5. Get personal. Make sure the goal is really your goal. You can’t work with true commitment on a goal that isn’t yours, even though it is a goal set by your boss, your spouse or your doctor. Your wife wants you to lose twenty pounds. Will you do it? No. You will lose the twenty pounds when you want to lose twenty pounds and not one day before. I have received countless letters from people wanting help for their son, daughter, or other family member because they can see them headed down the wrong path and want to set them straight. I always respond by telling them that it’s impossible to make someone change direction. You can’t help someone change when they don’t want to change or don’t see the need to change. People change when they want to. They change when it’s personal to them, not you. You are the same way. Your goals must be your goals.

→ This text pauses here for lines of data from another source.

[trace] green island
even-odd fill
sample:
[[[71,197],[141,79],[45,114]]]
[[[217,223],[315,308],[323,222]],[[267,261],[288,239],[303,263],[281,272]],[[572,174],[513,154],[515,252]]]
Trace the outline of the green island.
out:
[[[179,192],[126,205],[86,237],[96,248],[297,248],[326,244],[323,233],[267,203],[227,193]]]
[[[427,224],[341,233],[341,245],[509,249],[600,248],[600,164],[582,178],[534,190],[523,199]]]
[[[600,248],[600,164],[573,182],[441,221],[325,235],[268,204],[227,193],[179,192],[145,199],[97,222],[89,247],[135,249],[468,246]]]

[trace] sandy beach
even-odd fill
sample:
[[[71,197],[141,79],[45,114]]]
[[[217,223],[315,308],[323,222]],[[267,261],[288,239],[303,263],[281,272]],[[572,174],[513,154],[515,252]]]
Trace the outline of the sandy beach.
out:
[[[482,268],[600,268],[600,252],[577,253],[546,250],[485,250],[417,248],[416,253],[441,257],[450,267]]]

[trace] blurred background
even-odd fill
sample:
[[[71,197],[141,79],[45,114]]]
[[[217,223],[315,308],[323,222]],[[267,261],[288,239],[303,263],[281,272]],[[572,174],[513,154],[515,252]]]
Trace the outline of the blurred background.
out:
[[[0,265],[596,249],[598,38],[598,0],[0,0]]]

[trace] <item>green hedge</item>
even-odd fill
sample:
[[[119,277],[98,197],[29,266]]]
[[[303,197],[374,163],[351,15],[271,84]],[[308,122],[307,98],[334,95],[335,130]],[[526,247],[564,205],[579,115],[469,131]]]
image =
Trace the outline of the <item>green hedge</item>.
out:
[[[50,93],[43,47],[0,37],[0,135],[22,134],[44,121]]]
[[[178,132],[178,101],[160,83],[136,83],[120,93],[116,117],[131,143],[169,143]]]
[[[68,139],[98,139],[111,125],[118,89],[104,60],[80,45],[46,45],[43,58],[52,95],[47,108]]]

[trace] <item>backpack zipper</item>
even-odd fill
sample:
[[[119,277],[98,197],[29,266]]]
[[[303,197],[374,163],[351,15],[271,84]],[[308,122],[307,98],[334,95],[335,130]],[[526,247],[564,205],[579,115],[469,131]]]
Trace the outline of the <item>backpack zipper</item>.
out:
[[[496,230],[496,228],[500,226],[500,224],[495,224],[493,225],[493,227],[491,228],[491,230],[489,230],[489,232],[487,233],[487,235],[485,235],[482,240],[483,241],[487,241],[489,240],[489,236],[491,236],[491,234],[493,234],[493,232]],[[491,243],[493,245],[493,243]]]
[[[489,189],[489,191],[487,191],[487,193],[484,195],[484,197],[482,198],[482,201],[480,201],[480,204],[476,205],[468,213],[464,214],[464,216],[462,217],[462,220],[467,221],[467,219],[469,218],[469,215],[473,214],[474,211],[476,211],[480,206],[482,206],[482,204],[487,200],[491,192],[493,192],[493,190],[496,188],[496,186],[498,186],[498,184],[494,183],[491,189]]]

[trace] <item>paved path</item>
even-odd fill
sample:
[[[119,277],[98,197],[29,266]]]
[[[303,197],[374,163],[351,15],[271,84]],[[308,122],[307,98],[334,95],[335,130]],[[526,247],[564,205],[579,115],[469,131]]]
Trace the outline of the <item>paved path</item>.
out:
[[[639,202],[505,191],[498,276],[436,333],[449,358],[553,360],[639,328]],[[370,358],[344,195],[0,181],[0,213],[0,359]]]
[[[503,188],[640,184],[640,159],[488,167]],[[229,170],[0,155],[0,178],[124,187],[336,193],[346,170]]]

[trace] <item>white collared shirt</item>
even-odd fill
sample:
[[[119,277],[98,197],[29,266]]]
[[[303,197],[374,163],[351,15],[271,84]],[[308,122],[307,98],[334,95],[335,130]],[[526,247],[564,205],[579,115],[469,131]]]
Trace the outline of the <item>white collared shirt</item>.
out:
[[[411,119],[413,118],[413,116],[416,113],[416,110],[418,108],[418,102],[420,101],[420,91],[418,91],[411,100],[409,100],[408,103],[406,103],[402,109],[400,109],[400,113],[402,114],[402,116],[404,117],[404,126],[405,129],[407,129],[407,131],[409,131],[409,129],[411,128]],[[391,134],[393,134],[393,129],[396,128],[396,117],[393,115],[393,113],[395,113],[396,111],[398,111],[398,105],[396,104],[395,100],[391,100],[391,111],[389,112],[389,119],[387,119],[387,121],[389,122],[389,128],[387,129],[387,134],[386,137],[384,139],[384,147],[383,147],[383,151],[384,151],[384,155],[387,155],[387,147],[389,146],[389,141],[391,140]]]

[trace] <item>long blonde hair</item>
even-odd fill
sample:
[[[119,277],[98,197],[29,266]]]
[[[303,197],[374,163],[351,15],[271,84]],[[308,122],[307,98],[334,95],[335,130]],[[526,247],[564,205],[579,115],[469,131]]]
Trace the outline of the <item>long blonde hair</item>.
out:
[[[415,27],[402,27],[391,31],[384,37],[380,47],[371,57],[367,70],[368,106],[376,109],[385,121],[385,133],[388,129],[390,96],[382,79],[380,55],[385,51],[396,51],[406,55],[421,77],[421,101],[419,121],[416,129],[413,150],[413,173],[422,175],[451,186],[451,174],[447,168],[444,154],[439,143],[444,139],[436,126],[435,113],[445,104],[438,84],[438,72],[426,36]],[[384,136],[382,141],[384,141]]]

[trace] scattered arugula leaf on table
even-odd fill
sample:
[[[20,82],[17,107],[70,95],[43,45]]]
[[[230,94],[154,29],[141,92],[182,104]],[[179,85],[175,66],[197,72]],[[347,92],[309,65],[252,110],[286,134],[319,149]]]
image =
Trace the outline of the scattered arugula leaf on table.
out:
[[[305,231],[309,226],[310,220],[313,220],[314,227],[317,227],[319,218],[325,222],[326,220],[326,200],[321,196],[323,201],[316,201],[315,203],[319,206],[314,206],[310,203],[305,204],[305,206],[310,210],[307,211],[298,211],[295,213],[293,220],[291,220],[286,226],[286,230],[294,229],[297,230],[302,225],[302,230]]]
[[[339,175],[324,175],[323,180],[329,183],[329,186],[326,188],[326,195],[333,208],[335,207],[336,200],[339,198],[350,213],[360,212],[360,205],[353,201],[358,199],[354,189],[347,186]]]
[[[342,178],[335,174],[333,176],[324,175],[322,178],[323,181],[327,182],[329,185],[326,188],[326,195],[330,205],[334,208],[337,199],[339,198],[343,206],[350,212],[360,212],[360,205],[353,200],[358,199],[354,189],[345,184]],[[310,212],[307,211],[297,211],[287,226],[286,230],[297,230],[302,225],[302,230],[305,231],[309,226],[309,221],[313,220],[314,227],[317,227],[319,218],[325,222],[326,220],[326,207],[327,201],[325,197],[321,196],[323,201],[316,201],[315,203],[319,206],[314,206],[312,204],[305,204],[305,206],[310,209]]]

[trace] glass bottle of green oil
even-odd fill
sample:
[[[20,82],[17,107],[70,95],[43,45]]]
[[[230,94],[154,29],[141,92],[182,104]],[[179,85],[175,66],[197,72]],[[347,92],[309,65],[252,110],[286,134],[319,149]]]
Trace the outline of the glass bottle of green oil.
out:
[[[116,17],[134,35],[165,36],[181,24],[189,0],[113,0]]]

6. Determine the information needed to achieve your goals. Do you need more education? Do you need to meet some new people? Do you need to free up some time? This step was covered earlier in the book. If you didn’t do it, go back now and fill it in. But education differs from goal to goal, so be prepared to learn more in each area of your goals.
7. Determine what you can do to get started today. I didn’t say to determine what you could do to get started. I added the word that kills most accomplishments; I added today. Always remind yourself of the phrase T-N-T, which stands for Today – Not – Tomorrow. Tattoo that line on your brain. Do not procrastinate; take action immediately.
8. Don’t think too much about how you are going to achieve your goal. Too much analysis leads to paralysis. Too much thought can create worry and foster fear and doubt. Don’t overly concern yourself with how you are going to get it all done. Just get started and learn as you go. Action creates courage, and momentum keeps you going.
9. Have a completion date in mind. When do you want to achieve your goal? Some goals don’t have completion dates because they are ongoing lifetime goals. Things like being healthy or prosperous are not goals with an end but are a way of life. However, some goals do have time limits. “My goal is to pay off my credit card by June 1.” “I will weigh ten pounds less, sixty days from today.” Those are the kinds of goals with specific time frames.
10. Focus on the accomplishment of your goal – not the activity. Accomplishment forces you to constantly ask yourself, “What am I getting done?” while activity asks, “What am I doing?” What you are doing is of little consequence unless it impacts what you are getting done. Think results!
11. Believe it can happen. You won’t achieve your goals if you are constantly saying, “There is no way I am going to be able to do this!” You have to believe you can do it. Remember that what you get when you achieve your goals is not nearly as important as what you become by achieving your goals.
12. Have a celebration when you reach your goal. However, don’t make your celebration conflict with your goal. For instance, don’t celebrate your weight loss by eating a pie. That would once again make you an idiot. Celebrate weight loss with a new dress or pair of pants, something your fat butt would never have fit in before you lost the weight. Sometimes it is helpful to know what the celebration is going to be in advance of even beginning. A big payoff at the end can be a great motivator in achieving your goal.